Maybe we need an A&I forum where the OP can be anonymous and just identified as the OP, and give him full control to edit/delete/remove comments from the thread. The OP can post what happened, and clarification questions can be asked/answered but judgemental/tangiential discussions can be deleted. Jazzy, would you post more details in A&I if that were the case?
 
All DCS hits are deserved.

All tables have a non-zero chance of DCS. The only way to be sure you can't get bent is to not dive.

Its a sports injury. Sport long enough, and you'll get hurt, even if you try and avoid it.


its not boxing.

its diving

And yes all hits are deserved.
 
If you violate the your ascent parameters, you definitely deserve it. But "underserved" and "unexplained" etc etc simply don't exist.
 
I guess I'm curious; is it the medical community that are applying these labels or the dive community? Perhaps both?
 
Wolfie: It's mostly the dive community.

AJ: What do you mean by that statement? Who were you replying to? I think I disagree with part of it, but it's so random I'm not sure what you mean.
 
I think divers use the terms to explain that they know why they took a hit, or they don't know why they took a hit. The problem with any of the terms is that there is some chance, no matter how small, of getting a bubble somewhere that will cause a problem, regardless of the circumstances of the dive. In that case, if the diver chose to dive, there is a small but very real chance of taking a hit.

It's interesting. When we have a diver take a hit, we don't review dive computers, we don't ask for profiles, we ask no questions that would assign blame to the diver or not assign blame to the diver. We take first aid actions, and if first aid doesn't solve the problem, we go to higher medical authority. I've only seen "blame" assigned by chamber techs and Monday morning quarterbacks.

Also, I am far more likely to suspect something is wrong with a diver then they are themselves.
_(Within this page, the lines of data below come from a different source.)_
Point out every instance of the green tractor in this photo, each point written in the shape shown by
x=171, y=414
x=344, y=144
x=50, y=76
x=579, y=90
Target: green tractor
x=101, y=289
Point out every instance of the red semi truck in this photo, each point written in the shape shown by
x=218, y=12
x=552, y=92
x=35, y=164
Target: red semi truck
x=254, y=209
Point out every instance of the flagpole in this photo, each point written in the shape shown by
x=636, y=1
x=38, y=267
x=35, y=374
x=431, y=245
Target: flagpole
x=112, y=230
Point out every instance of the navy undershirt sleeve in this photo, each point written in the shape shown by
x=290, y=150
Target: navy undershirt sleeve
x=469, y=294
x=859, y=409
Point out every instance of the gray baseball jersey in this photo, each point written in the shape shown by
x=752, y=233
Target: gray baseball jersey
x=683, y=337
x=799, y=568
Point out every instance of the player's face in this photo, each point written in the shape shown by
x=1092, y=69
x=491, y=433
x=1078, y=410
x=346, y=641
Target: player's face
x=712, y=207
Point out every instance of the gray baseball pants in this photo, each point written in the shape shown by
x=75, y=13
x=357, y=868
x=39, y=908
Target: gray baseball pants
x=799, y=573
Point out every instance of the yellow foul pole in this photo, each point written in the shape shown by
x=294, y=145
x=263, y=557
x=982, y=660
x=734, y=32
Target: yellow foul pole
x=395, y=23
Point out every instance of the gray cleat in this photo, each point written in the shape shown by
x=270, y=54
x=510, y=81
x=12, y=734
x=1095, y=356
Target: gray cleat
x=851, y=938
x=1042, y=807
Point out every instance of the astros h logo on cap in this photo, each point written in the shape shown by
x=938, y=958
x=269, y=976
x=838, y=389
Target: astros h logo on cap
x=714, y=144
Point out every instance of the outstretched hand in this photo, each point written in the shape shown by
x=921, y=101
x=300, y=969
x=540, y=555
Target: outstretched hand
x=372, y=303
What I mean is that a diver will shrug off a symptom that I will see as a sign later, rubbing of shoulder, dead foot while walking, extreme fatigue. Since I have come to understand that oxygen is first aid for diving accidents, I am way quicker to put someone on O2 and see if they improve (a sure sign that something is wrong) then I used to be when I ran this boat for someone else, when the protocol was, if you put them on oxygen they were going to a chamber to be evaluated by the doc. Sometimes folks really are tired, and sometimes they did wrench their shoulder coming up the ladder. Oxygen is a very valuable diagnostic tool.